Mission Statements are the Most Useless Assemblies of Words, Ever

This is what you think is going to happen when people read your mission statement. I've got news for you: it isn't. Also, the whole "hands-in" think has always kinda creeped me out.

This is what you think is going to happen when people read your mission statement. I’ve got news for you: it isn’t.
Also, the whole “hands-in” thing has always kinda creeped me out.

Does your workplace have a mission statement? If so, can you tell me the last time you used it? Can you even tell me what it says? I bet not, even if you’re the one who wrote it. Mission statements are like nipples on guys. Everybody has them, but nobody really knows what the hell for, because they don’t produce anything. They’re present (mission statements, I mean) in every line of work from fast food to military units to banks, when the missions of those organizations couldn’t be more clear (kill people slowly, kill people quickly, and take people’s money, respectively).

My workplace has them. Two of them, actually, one for each half of the organization. They’re full of soaring superlatives like “perfect” and “seamless” and “exceptional”. They attempt to sum up, in one buzz-word-laden sentence, the whole point of life, the universe and everything. At least so far as our organization is concerned.

And they’re completely and utterly worthless, like every mission statement that’s ever been written. Actually that’s not true, because the time spent writing them, printing them on things, and trying to drill them into our heads in meetings could well have been spent doing something meaningful and productive. So they’re less than worthless.

Let me explain. Mission statements are a waste of time and money for all involved. If you have to remind your people why they’re there, there’s a good chance you’ve hired the wrong people. They know what you do, that’s why they applied to your company. Unless you’re in the conscription business, there’s a pretty good chance that your employees knew exactly what the mission of your organization was before they even walked in the door for the first time. And if you have to be reminded why you’re there, you’re likely in the wrong business.

I’d like to meet the guy who first came up with the idea of a mission statement. I can just picture him, sitting around in his cube one day, not doing his job, and trying to think of ways to get other people to do theirs (and probably his). In between fiddling with his stapler and trying to stick pencils in the ceiling tiles, he stumbled on a way to waste a colossal amount of time, while still giving the appearance of doing work. How about cleverly restating the obvious in a way that makes it sound complicated and important! He’d write a mission statement! And from that boredom-induced moment, an entire industry was born. I’m not kidding. There are actually companies whose mission it is to write mission statements for other companies.

And people wonder why the economy is sluggish.

Setting aside for a moment that just about all of them are poorly written, catchphrase-laced gobbledygook, they simply don’t do what they’re supposed to do. Most people won’t remember their company’s mission statement because they don’t need to. It doesn’t help them do their work, it doesn’t influence their job performance one way or the other, so it gets filed with all of the other corporate culture nonsense that almost every organization seems to find necessary these days.
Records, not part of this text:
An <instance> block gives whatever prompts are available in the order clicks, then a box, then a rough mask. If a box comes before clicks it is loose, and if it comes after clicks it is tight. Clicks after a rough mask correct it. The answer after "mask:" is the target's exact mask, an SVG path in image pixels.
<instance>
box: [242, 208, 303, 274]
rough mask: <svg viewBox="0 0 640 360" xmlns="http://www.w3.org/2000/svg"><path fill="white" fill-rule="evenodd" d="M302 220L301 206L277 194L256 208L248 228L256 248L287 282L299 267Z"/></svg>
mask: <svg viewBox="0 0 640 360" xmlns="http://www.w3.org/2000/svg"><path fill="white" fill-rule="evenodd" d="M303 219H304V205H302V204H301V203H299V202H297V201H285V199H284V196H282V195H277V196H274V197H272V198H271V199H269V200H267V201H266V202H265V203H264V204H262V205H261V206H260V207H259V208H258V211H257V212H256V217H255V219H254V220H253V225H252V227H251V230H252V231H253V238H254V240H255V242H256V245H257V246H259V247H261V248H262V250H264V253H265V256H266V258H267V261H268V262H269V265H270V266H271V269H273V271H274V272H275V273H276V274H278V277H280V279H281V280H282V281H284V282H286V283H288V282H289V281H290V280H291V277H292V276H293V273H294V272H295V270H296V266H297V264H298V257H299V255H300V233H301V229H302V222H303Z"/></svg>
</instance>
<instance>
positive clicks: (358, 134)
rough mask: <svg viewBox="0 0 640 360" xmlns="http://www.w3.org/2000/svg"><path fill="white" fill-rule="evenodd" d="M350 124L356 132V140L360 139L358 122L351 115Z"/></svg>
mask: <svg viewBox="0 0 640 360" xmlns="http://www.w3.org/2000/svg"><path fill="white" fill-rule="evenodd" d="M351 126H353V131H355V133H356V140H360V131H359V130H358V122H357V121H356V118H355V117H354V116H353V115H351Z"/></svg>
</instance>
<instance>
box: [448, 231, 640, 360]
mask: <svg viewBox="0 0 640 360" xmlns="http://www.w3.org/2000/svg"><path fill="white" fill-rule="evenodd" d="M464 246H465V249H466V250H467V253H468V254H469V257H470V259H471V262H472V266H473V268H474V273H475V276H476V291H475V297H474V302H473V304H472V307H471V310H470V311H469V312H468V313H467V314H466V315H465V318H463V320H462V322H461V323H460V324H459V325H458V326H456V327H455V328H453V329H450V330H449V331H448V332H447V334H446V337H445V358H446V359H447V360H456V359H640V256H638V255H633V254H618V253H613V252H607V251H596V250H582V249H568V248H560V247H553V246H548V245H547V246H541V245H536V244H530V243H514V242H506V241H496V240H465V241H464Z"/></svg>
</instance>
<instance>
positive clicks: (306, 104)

The employees who need that sort of external help with their focus or motivation already aren’t paying attention, and the ones who are paying attention probably don’t need the help. In other words, your carefully crafted, focus group tested, HR blessed mission statement is going to be rejected by the people who need it, and embraced by the people who don’t. Mission statements tilt at windmills in the most absurd possible way.

Companies the world over are trying to put the cart before the horse with issues like these. They look at wildly successful companies like Google or Apple, and marvel at the “culture” they’ve created there, as if it was something you can just download and install. What they don’t understand is that vibrant, effective, dynamic, successful companies become so by hiring people who are those things, and then allowing them to be so. You will not create those things by hiring suit-wearing blobs who look good on paper and fulfill HR’s dreams of what your workforce should look like, and them telling them to be vibrant and dynamic.

Years ago I worked for an IT department in a major national bank. We had mission statements at every level of management. And we had newcomer conferences where they pumped you full of catchphrases and tried to tell you how special you were to the company. All the while they were paying their workforce an average of 20% less than the industry standard, and everyone knew it. The results were staggering turnover and burnout rates, as the people who were good enough found jobs elsewhere that paid them what they were worth. What was left was largely people who couldn’t make it anywhere else, and new people who hadn’t burned out yet. So much for instilling corporate culture. It was bad enough that my wife actually bought me an Office Space kit.

I have an alternative proposal for anyone considering slathering the walls of their workplace with a mission statement. Instead of insulting your employees’ intelligence by telling them why they came to work that morning, spend that time taking care of them. Recruit and retain the sort of people who reflect what you want your company to be, and your company will become that. And if nothing else, I would like to introduce a management concept I’m calling The Dilbert Rule. If an action you are about to take would make for a really great Dilbert comic strip, maybe you should rethink it.